Se escuto, eu te oiço a passada
Existir como eu existo.
(Fernando Pessoa)
Domingo à noite a Igreja evangélica
brasileira perdeu um dos seus membros mais lúcidos que já conheci. O Bispo
Anglicano Robison Cavalcanti e sua fiel companheira foram barbaramente
assassinados em sua própria casa. Impossível conhecer o Robison e não admirá-lo
por sua inteligência, vivacidade, simplicidade, amor ao evangelho e compromisso
para com a igreja do Senhor Jesus.
Cheguei ao seminário em Recife em 1982 e
pouco tempo depois conheci o Robson que era Persona non grata para a cúpula do
SPN naquela época (Seminário Presbiteriano do Norte), vivia rodeado de alunos
que bebiam ávidos os seus ensinos e não perdiam por nada as suas palestras
ministradas na sede da casa de estudantes de teologia na Rua Demócrito de Souza
Filho, quase em frente ao portão do SPN. Reverenciado por todos, nos tratava
como iguais, respondia pacientemente cada pergunta e dava atenção especial a
cada um de nós.
O Robison era muito mais que um
intelectual pensando a igreja, o víamos como um pastor que obstinadamente
guerreava contra forças adversas que embotavam a visão da igreja, tornando-a
uma organização desprovida de paixão pelos perdidos, incapaz de compreender o
homem como um ser com necessidades que vão além da salvação da alma, para o
Robison a missão não se encerrava com a inscrição do nome no livro da vida e a
conseqüente aquisição do passaporte para o céu, era preciso muito mais.
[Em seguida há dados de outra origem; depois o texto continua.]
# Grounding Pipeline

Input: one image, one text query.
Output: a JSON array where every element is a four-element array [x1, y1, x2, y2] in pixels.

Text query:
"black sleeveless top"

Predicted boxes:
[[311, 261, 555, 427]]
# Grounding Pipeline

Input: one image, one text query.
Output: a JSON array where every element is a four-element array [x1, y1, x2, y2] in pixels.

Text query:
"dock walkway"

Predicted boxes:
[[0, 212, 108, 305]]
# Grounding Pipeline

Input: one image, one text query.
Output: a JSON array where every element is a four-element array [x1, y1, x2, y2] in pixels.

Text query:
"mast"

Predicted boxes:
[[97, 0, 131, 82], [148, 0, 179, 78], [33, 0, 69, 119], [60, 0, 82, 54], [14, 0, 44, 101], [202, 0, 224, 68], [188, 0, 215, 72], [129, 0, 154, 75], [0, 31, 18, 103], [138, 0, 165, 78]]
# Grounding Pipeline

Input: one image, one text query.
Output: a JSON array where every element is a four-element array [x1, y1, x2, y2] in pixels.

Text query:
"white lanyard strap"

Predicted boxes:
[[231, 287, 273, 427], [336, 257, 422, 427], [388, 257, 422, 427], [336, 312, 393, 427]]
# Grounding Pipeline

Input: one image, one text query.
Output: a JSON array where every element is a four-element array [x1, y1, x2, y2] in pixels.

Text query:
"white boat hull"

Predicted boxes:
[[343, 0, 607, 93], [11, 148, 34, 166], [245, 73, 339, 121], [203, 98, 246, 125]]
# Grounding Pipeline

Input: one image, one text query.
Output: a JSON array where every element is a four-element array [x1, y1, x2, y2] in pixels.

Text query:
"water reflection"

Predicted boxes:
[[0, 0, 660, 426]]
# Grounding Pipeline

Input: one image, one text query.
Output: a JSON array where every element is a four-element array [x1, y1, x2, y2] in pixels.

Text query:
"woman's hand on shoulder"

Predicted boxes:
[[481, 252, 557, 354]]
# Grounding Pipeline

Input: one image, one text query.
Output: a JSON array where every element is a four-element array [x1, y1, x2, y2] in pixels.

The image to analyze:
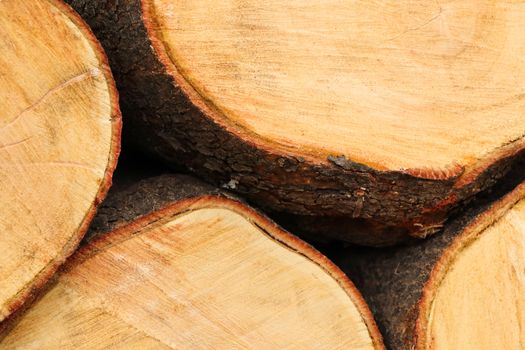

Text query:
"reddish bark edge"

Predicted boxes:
[[141, 0, 525, 246], [66, 0, 525, 246], [0, 0, 122, 339], [140, 0, 525, 180], [62, 194, 385, 349], [414, 179, 525, 350]]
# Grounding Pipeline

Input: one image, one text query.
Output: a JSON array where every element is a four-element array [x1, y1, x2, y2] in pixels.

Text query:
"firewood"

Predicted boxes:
[[0, 175, 384, 350], [328, 168, 525, 350], [0, 0, 120, 329], [63, 0, 525, 244]]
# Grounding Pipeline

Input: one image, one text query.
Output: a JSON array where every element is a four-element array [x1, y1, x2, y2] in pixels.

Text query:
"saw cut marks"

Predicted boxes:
[[0, 197, 382, 350], [0, 0, 120, 322], [143, 0, 525, 171], [424, 200, 525, 350]]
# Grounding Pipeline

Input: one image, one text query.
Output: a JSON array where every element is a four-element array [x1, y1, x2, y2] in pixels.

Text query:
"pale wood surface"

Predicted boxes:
[[0, 202, 381, 350], [425, 200, 525, 350], [0, 0, 118, 321], [143, 0, 525, 174]]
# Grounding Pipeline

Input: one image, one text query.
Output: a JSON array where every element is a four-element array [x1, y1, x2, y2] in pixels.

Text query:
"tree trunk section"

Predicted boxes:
[[325, 162, 525, 350], [0, 175, 384, 350], [68, 0, 525, 245], [0, 0, 121, 330]]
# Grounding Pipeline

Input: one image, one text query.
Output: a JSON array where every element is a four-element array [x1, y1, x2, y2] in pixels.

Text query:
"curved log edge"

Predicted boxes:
[[0, 0, 122, 328], [328, 160, 525, 350], [68, 0, 525, 245], [0, 175, 384, 349]]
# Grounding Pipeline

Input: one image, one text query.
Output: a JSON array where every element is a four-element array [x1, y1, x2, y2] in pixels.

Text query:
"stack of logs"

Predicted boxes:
[[0, 0, 525, 350]]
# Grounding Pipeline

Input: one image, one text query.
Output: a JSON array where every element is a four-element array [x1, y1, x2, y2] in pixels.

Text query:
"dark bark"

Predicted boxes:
[[321, 160, 525, 350], [86, 174, 229, 241], [67, 0, 524, 245]]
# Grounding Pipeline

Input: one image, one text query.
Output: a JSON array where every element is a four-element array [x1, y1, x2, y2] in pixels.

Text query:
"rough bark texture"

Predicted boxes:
[[67, 0, 524, 245], [86, 174, 231, 241], [321, 160, 525, 350]]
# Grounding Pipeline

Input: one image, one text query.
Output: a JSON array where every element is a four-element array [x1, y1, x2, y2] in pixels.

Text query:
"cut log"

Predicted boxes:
[[0, 175, 384, 350], [328, 172, 525, 350], [63, 0, 525, 244], [0, 0, 120, 329]]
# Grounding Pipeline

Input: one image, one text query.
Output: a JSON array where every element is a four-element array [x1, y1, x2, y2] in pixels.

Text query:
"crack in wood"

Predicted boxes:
[[0, 67, 101, 130]]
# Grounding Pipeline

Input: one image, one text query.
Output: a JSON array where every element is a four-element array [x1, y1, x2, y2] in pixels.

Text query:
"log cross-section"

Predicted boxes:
[[64, 0, 525, 245], [0, 176, 384, 350], [0, 0, 120, 328]]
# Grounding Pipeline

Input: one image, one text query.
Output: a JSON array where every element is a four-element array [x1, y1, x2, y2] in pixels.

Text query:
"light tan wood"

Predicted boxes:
[[425, 200, 525, 350], [0, 0, 120, 322], [143, 0, 525, 174], [0, 199, 382, 350]]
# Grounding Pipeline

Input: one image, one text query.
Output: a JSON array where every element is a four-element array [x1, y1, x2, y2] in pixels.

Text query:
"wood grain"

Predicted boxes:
[[327, 169, 525, 350], [68, 0, 525, 245], [0, 0, 120, 328], [0, 196, 383, 349]]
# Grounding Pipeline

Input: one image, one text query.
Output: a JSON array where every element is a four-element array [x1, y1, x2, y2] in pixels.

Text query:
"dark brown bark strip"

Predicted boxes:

A
pregação do evangelho e aceitação do mesmo, conforme seus ensinos traziam
consigo profundas mudanças éticas, morais, políticas e sociais. Aceitar a
Cristo significava comprometer-se integramente com as verdades do evangelho,
redirecionar a vida toda de conformidade com as prioridades do Reino de Deus e
amar como Jesus amou e por isso deu a sua vida.
Ironicamente, nas palavras do meu amigo
Rev. Antonio Florêncio Alves Neto o Robison morreu porque amou. Morreu pelas
mãos de seu filho adotivo. Um filho biológico pode ser fruto de descuido, não
ser fruto de uma escolha, não significa que não será amado com a mesma
intensidade que o filho programado, sonhado, esperado. Já o filho adotivo, é
filho do coração, pura escolha, puro amor, pura paixão. Quem adota um filho,
não faz para aprender a amá-lo, visto que a adoção já é um ato de puro amor.
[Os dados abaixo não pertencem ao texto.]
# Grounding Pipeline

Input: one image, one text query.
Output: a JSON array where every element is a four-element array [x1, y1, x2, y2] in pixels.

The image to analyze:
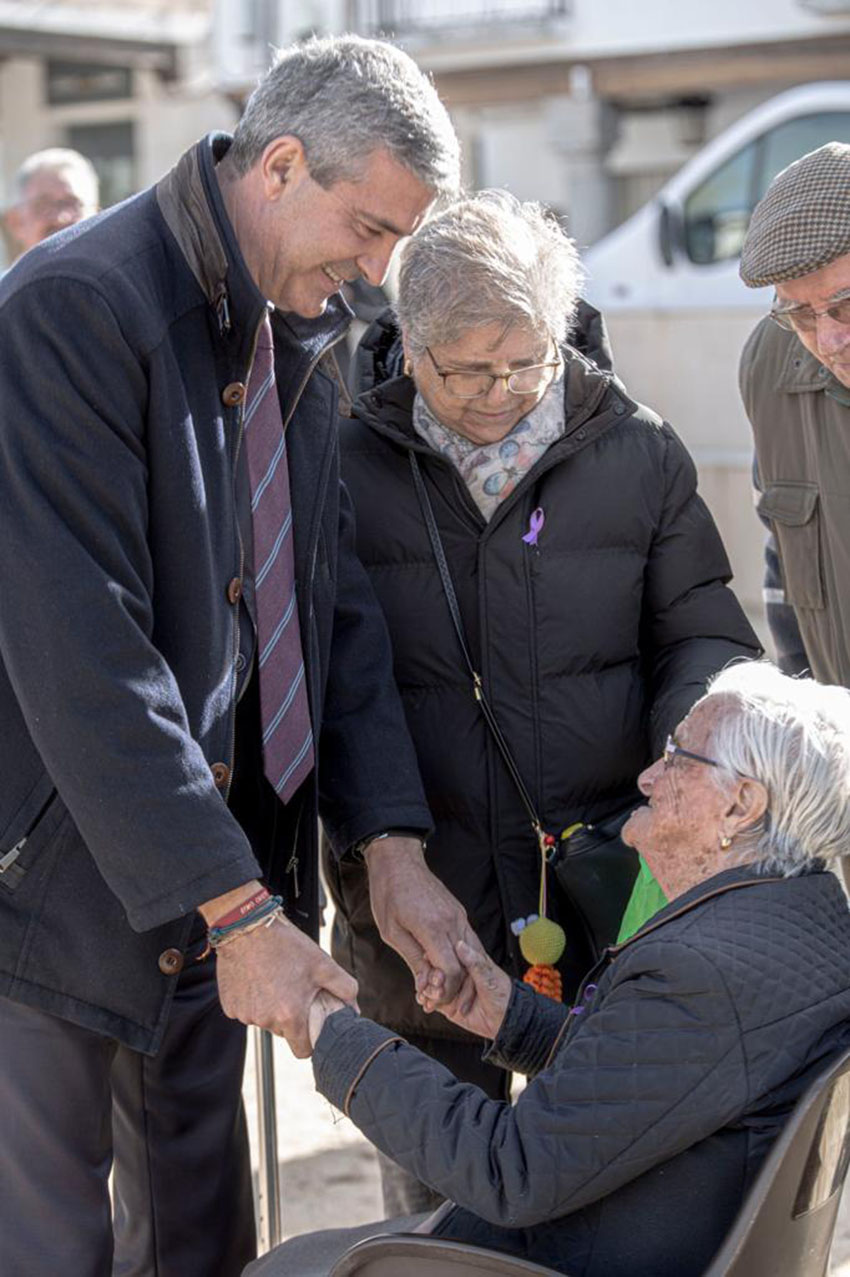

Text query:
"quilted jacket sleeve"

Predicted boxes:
[[314, 940, 747, 1227], [313, 484, 431, 854], [642, 423, 761, 755]]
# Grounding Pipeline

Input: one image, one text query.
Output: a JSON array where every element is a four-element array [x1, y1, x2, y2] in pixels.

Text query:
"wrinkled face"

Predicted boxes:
[[776, 253, 850, 387], [6, 169, 97, 252], [408, 323, 556, 444], [251, 149, 434, 319], [623, 700, 735, 899]]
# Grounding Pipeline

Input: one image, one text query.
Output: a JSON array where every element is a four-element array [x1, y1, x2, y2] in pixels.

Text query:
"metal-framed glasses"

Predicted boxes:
[[661, 736, 722, 770], [770, 294, 850, 332], [425, 346, 560, 398]]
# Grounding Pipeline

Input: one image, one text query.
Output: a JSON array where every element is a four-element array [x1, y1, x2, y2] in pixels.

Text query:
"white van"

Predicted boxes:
[[585, 80, 850, 633]]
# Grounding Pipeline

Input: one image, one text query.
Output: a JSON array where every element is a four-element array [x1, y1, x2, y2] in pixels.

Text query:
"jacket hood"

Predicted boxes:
[[352, 300, 614, 398]]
Adotar é repetir na historia o que Deus no conselho da trindade fez conosco na
eternidade quando decidiu em Cristo nos adotar como filhos por meio do
sacrifício na cruz sangrenta.
Portanto, podemos afirmar que quem adota
se assemelha a Deus, que nos amou de tal forma que nos tornou seu filho
mediante a adoção. Adotar é muito mais que um ato jurídico, é um ato de
profunda afetividade, pois quem adota está disposto a oferecer a uma criança
quem não veio do seu sêmem, não foi gerada no seu ventre, muito mais que bens
materiais, mas o seu coração. O casal Cavalcanti não foi vitima de um homicida
qualquer, mas foi vitimado pelo filho adotivo, o filho que eles gestaram no
coração. Parece absurdo, mas foi morto por um filho, um homem que viveu sob o
signo do amor ao próximo como expressão do seu amor a Cristo.
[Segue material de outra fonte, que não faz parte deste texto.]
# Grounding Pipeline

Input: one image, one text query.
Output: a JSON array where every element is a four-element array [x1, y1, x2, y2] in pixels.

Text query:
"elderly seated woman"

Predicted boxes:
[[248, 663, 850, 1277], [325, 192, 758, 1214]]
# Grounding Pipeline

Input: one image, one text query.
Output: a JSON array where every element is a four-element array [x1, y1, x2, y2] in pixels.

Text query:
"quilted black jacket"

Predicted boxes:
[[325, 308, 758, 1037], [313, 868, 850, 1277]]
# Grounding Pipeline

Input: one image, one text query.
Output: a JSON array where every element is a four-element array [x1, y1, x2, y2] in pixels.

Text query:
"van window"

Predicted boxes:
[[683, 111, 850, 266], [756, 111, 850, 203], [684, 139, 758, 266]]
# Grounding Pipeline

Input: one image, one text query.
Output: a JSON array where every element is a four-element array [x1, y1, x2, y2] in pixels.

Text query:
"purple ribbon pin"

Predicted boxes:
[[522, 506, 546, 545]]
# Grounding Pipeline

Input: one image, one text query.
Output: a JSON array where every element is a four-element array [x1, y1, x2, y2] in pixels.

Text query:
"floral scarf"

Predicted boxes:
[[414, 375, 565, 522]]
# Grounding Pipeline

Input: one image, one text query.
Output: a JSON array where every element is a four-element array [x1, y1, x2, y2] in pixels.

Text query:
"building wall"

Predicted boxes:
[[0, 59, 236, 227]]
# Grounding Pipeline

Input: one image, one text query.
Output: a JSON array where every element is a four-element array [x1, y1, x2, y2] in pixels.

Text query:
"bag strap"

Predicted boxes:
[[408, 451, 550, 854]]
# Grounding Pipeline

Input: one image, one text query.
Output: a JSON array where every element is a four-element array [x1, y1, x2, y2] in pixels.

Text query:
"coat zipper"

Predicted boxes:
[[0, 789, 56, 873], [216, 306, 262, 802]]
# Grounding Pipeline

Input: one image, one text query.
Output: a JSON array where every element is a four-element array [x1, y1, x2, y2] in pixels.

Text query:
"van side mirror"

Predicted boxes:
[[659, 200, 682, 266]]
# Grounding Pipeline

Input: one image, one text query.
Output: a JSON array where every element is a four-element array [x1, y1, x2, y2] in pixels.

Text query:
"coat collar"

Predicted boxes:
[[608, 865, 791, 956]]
Gosto da forma como o poeta Fernando
Pessoa define a morte em seu poema intitulado a Morte, para ele morrer é dobrar
a curva da estrada, morrer é só não ser visto.
O Robison e sua
querida esposa dobraram a curva da estrada pela ação homicida de quem eles
tanto amaram. Acertou o poeta, a vida não acaba para quem morre em Cristo, mas
ela se plenifica, deixando de ser efêmera para ser eterna, deixa de ser cheia
de dores e sofrimento pra ser plena de gozo e saúde, deixa de ser cheia de
incertezas e contradições para ser a concretização das promessas bíblicas que
enche de esperança o nosso caminhar.
Morrer é não ser
visto. Não veremos mais o Robison, ele dobrou a curva da estrada não será mais
visto. No entanto o seu legado permanecera entre nós, seus ensinos continuarão
edificando a igreja do Senhor Jesus, seu exemplo de amor permanecera falando
aos nossos corações, nos motivando a continuar a jornada, enfrentando com
coragem as lutas do dia a dia, amando neste mundo de tanto ódio, adotando mesmo
sabendo que muitos estão abandonando os seus entes queridos, amando mesmo sem
sermos amados, amando conforme o exemplo de Jesus. Ele não esta entre nós, se
foi na curva da estrada, nossos olhos não mais o vêem, mas o seu exemplo nos
estimula a viver e morrer por amor aquele que foi a cruz por muito nos amar.